Du bist was du isst, diesen Satz hat wahrscheinlich jeder von uns schon einmal gehört. Und tatsächlich steckt hier mehr Wahrheit drin, als es vielleicht auf den ersten Blick vermutet werden könnte. Die körperliche Gesundheit hängt nämlich tatsächlich sehr stark mit der geistigen Gesundheit zusammen. Es gilt, dass ein Mensch erst wirklich rundum gesund ist, wenn er sich auch so fühlt. Dieses spiegelt auch eines der wichtigsten Yoga-Prinzipien wider. Diesen nimmt die Gesundheit eines Menschen nämlich ganzheitlich wahr. Selbstverständlich bildet dabei auch die Ernährung eine wichtige Komponente. Die Ernährung dient nämlich nicht nur dem Magen und dem Körper, sondern auch der Seele und dem Geist. Durch die richtige Ernährung kann Erkrankungen vorgebeugt werden und die grundlegende Lebensqualität gesteigert werden. Was bei einer solchen Ernährung, die Geist und Körper in Einklang verwöhnt, zu beachten ist, lest ihr im Folgenden.

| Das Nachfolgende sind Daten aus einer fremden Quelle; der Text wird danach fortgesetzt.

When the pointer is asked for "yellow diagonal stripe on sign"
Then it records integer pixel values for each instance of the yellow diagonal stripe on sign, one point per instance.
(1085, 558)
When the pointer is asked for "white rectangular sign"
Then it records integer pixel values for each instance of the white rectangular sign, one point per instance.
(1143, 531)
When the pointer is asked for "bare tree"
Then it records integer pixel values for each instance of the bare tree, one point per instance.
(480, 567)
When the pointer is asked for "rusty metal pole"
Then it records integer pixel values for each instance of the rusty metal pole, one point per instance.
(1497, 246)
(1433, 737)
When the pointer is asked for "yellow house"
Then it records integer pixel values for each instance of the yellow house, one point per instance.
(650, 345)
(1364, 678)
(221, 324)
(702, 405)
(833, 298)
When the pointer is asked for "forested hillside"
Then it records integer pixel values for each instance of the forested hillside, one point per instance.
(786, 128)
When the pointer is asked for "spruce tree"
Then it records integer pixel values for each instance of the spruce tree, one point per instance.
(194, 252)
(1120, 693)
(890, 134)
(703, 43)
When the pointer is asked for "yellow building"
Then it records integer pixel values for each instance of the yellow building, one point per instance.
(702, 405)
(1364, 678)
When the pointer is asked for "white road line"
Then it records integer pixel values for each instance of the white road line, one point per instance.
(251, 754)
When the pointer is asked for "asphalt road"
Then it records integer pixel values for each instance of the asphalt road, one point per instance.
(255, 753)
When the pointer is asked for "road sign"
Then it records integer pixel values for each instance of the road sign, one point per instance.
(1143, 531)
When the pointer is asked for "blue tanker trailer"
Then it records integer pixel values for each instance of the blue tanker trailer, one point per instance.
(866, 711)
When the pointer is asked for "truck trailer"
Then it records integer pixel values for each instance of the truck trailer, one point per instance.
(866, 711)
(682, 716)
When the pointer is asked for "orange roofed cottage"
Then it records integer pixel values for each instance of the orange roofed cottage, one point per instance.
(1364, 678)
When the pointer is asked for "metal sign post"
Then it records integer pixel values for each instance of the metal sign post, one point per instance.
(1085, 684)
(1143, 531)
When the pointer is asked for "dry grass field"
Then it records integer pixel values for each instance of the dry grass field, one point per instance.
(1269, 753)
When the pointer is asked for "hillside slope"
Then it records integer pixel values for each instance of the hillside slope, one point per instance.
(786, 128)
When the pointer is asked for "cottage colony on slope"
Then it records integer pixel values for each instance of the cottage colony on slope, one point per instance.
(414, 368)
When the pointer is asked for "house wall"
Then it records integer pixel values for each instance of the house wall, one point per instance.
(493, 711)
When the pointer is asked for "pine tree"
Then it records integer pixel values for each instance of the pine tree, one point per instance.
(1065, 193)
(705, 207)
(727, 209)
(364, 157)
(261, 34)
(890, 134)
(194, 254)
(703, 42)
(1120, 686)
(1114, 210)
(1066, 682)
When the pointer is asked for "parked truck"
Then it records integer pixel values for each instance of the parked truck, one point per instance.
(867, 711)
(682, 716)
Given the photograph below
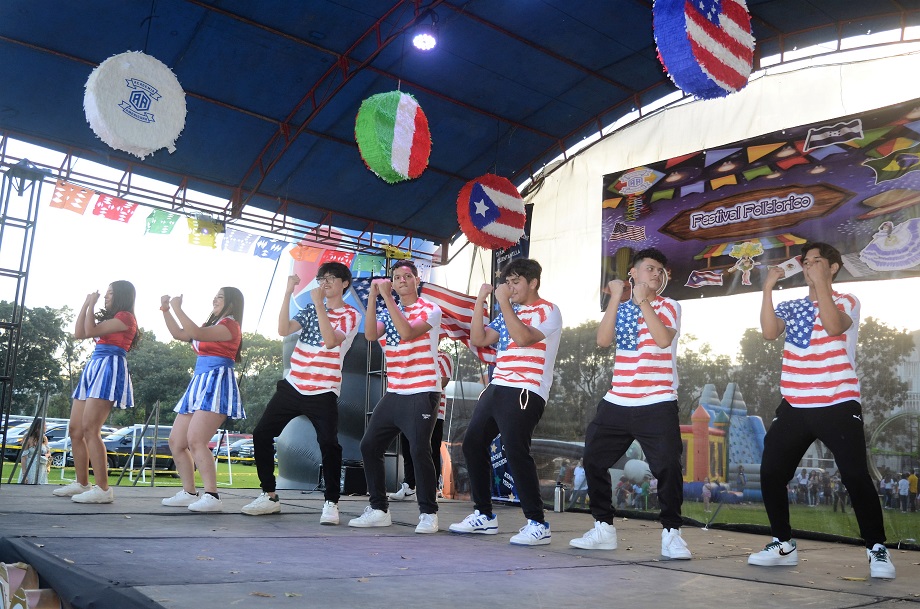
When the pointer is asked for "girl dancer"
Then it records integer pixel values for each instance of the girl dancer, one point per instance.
(211, 397)
(104, 383)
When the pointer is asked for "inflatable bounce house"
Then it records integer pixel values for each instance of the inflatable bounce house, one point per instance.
(724, 443)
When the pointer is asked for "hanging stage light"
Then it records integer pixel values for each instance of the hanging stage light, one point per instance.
(425, 34)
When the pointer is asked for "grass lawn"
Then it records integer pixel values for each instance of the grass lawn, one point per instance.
(243, 476)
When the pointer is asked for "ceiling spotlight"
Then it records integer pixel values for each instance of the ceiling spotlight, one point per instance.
(425, 34)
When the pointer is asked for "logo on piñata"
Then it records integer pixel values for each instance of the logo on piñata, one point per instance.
(393, 136)
(706, 46)
(491, 212)
(140, 100)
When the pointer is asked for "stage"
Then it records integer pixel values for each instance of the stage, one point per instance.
(137, 553)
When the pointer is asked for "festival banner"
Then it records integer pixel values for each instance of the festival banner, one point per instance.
(114, 208)
(723, 216)
(71, 197)
(161, 222)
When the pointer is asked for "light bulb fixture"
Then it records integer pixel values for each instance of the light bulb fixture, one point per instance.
(425, 34)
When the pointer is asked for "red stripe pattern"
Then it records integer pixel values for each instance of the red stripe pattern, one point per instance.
(529, 367)
(314, 368)
(647, 374)
(412, 365)
(824, 373)
(456, 315)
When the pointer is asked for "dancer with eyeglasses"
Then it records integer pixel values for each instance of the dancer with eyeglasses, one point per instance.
(409, 332)
(640, 405)
(327, 328)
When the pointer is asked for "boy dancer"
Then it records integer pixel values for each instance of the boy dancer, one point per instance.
(821, 396)
(407, 490)
(527, 334)
(641, 404)
(408, 332)
(311, 388)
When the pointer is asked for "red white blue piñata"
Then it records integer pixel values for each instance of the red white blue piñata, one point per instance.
(491, 212)
(706, 46)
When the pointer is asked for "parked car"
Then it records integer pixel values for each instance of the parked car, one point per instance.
(118, 447)
(60, 448)
(221, 452)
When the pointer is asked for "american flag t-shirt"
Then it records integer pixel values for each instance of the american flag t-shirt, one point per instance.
(529, 367)
(643, 372)
(412, 365)
(314, 368)
(818, 369)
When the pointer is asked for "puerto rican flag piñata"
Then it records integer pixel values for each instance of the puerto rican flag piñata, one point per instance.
(706, 46)
(491, 212)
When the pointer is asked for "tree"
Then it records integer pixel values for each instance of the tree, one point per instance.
(38, 368)
(258, 373)
(880, 350)
(582, 377)
(159, 371)
(760, 364)
(698, 366)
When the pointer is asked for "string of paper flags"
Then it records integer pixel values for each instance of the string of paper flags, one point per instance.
(204, 231)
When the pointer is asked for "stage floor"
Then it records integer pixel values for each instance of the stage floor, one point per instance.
(181, 560)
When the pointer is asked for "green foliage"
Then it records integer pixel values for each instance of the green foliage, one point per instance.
(38, 369)
(159, 371)
(698, 366)
(881, 349)
(582, 376)
(760, 364)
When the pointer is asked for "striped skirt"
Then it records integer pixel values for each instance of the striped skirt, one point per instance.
(106, 377)
(213, 389)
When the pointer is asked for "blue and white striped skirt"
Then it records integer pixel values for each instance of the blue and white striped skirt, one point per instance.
(106, 377)
(213, 389)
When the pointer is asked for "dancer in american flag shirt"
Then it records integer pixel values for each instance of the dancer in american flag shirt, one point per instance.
(821, 401)
(311, 388)
(640, 405)
(408, 332)
(527, 334)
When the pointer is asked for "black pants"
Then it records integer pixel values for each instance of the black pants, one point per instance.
(608, 437)
(437, 436)
(514, 413)
(840, 428)
(414, 415)
(287, 404)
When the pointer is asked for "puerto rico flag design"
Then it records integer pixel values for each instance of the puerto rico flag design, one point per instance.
(314, 368)
(644, 373)
(491, 212)
(706, 46)
(412, 365)
(818, 370)
(530, 367)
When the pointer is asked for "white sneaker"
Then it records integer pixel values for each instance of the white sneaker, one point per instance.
(330, 513)
(673, 545)
(181, 499)
(95, 495)
(427, 523)
(532, 534)
(263, 504)
(206, 503)
(371, 518)
(476, 523)
(880, 562)
(74, 488)
(776, 554)
(602, 537)
(403, 494)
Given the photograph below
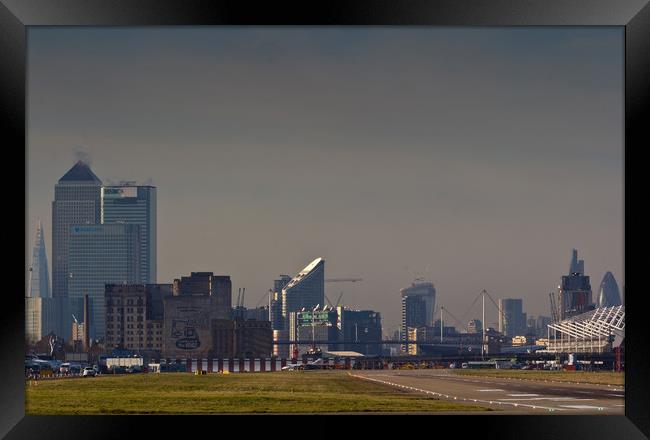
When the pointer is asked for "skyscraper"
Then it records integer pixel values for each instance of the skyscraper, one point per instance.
(418, 308)
(39, 280)
(134, 205)
(275, 302)
(575, 290)
(305, 290)
(428, 293)
(608, 295)
(512, 320)
(77, 201)
(100, 255)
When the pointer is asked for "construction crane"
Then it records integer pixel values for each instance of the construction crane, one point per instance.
(554, 310)
(333, 305)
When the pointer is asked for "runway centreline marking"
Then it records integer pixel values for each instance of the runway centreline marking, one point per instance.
(455, 397)
(548, 398)
(600, 408)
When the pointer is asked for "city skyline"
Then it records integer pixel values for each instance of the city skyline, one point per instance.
(466, 211)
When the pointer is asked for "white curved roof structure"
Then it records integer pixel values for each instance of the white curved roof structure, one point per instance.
(303, 273)
(597, 323)
(307, 289)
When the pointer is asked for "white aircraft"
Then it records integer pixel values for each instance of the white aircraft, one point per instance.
(313, 365)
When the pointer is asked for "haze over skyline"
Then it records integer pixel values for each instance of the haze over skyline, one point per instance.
(474, 157)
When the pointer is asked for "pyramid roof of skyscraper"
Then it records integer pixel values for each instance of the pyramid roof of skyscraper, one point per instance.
(80, 172)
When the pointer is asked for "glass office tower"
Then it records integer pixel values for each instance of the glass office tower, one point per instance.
(77, 201)
(134, 205)
(100, 255)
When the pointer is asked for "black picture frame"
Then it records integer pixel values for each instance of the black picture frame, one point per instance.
(634, 16)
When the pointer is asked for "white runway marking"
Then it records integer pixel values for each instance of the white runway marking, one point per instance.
(547, 398)
(581, 407)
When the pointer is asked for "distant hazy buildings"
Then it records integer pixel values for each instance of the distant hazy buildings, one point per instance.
(418, 307)
(100, 255)
(136, 205)
(305, 290)
(512, 320)
(39, 280)
(77, 201)
(575, 290)
(608, 295)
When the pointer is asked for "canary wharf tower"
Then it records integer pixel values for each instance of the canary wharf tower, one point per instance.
(77, 201)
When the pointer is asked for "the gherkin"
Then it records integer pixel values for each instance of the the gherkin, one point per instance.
(608, 295)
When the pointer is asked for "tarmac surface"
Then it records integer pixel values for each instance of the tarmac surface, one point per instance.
(511, 396)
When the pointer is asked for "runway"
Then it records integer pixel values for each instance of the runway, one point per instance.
(508, 395)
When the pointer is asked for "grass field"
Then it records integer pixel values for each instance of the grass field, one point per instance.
(600, 377)
(183, 393)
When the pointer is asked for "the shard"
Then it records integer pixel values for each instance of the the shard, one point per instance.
(39, 280)
(608, 295)
(577, 266)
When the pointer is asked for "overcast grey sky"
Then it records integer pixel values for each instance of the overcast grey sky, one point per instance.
(475, 157)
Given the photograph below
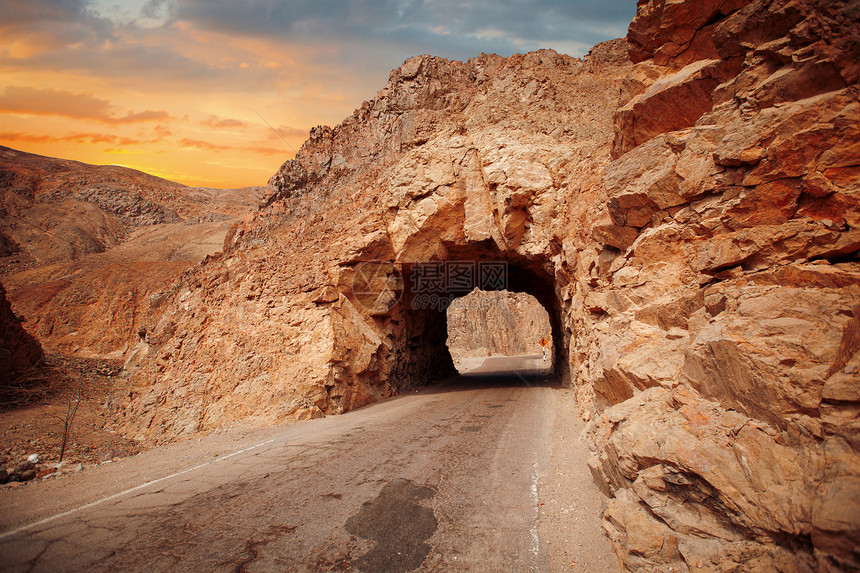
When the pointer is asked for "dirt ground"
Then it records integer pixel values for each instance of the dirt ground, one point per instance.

Entlaste deinen Magen mit leicht verdaulichen Lebensmitteln

Die Verdauung braucht im Körper viel Kraft. Desto mehr Kraft dein Körper für die Verdauung benötigt, desto mehr fehlt ihm wiederum an anderer Stelle. Belastend für den Verdauungstrakt sind fettige Lebensmittel, Fertigspeisen, Weißmehl und industrieller Zucker. Auch die Temperatur der Speisen sollte weder zu kalt oder zu heiß sein. Besonders bei noch rohen Lebensmittel gilt, dass diese mindestens 30 Mal gekaut werden sollten.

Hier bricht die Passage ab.